Die Qualität deines Lebens ist ein direktes Spiegelbild der Qualität der Fragen, die du dir stellst.

Tony Robbins

Dann beginnen wir wichtige Dinge zu klären.

Was ist mir wirklich wichtig?

Wie sieht meine To-Do-Liste aus, wenn ich KIT-MAN darauf anwende?

Die Liste ist immer noch lang? Wie sieht meine To-Do-Liste aus, wenn ich KIT-MAN nochmal darauf anwende?

Immer noch mehr als drei Punkt auf deiner Liste? Wie sieht meine To-Do-Liste aus, wenn ich KIT-MAN noch radikaler darauf anwende?

Will ich für die verbleibenden Dinge wirklich meine Lebenszeit opfern? Sie ist dann unwiederbringlich verloren!

Wozu sage ich ja, obwohl es mir nicht gut tut? Du kennst das. Dann beschleicht dich dieses leise Gefühl, das etwas nicht in Ordnung ist. Du bist einfach nicht glücklich…

Wo tue ich Dinge nur, um etwas darzustellen oder anderen zu gefallen? Was tue ich (nicht) aus Furcht, was andere über mich denken? Die anderen haben ihre eigenen Probleme.

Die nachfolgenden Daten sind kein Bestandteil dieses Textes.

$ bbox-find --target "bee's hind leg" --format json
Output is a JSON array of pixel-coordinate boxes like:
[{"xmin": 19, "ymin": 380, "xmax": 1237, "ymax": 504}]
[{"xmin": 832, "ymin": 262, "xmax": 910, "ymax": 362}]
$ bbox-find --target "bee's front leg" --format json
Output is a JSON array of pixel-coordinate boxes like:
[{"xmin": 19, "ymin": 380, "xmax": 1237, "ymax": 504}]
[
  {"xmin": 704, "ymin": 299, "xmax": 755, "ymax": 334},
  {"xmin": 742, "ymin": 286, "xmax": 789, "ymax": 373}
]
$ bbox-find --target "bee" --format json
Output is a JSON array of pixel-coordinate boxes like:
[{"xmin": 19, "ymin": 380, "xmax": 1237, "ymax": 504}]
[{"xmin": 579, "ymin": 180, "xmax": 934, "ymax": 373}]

Wo halte ich mich zurück? Es liegt so viel in jedem von uns. Alle Antworten. Unglaubliches Potenzial.

Worauf will ich in 10 Jahren zurückblicken? Worauf wird mein zukünftiges Ich in 10 Jahren stolz sein?

Du hast etwas, dass einzigartig ist in dieser Welt. Niemand hatte es, niemand hat es und niemand wird es haben!

Wie will ich mich dauerhaft den größten Teil der Zeit fühlen? Das Leben ist nicht perfekt. Muss es auch nicht sein. Aber stell dir mal vor, wie es wäre wenn du 80% deiner Zeit mega-gute Laune hast, tanzen und die ganze Welt umarmen willst.

Es funktioniert. Ich habe es bei anderen gesehen. Und dann bei mir gemacht. Und klar kann man unterwegs mal vom Weg abkommen und unruhig werden. Aber du kannst immer wieder zu dir selbst zurück gehen.

Schrittweise gegen Aufschieberitis

Wenn du keine Zeit für die kleinen Dinge hast, wirst du auch keine Zeit für die großen Dinge haben.

Richard Branson

Die Antworten kommen meist nicht wie aus der Pistole geschossen. Viele Dinge sind leise und subtil.

Wenn du immer wieder zu dir selbst zurück kommst hast du eine gute Chance von der Dominanz der Logik und Analytik im modernen Leben zu entkoppeln. Sie sind weiß Gott nicht schlecht. Aber nur mit ihnen können wir eben kein vollständiges Leben führen.

Im Laufe der Zeit dringst du so vor in tiefere Ebenen. Dein Herz, deine Intuition, dein Bauchgefühl, deine Seele. Wie auch immer du es nennen willst.

Eine Mentorin sagte mal zu mir: Alle Antworten liegen bereits in dir. Ich muss mir also nur Ruhe und Zeit nehmen. Dann kommen die richtigen Dinge zur rechten Zeit zu mir.

Das ist so wertvoll. Spannende Dinge zeigen sich dann. In der Vorschau muss ich nicht den ganzen Weg kennen. Beim Marathon mache ich auch einfach den nächsten Schritt. Voller Vertrauen darauf, dass alles einen Sinn ergibt. Auch die schweren Phasen. Sind sie wirklich kompliziert? Oder Chancen? Sie lassen mich nämlich wachsen und formen meinen Charakter.

Wann kommst du ins Handeln?

Nimm es jetzt in die Hand. Kleine Schritte. Jeden Tag. Schon mit 12 Minuten am Morgen bist du dabei!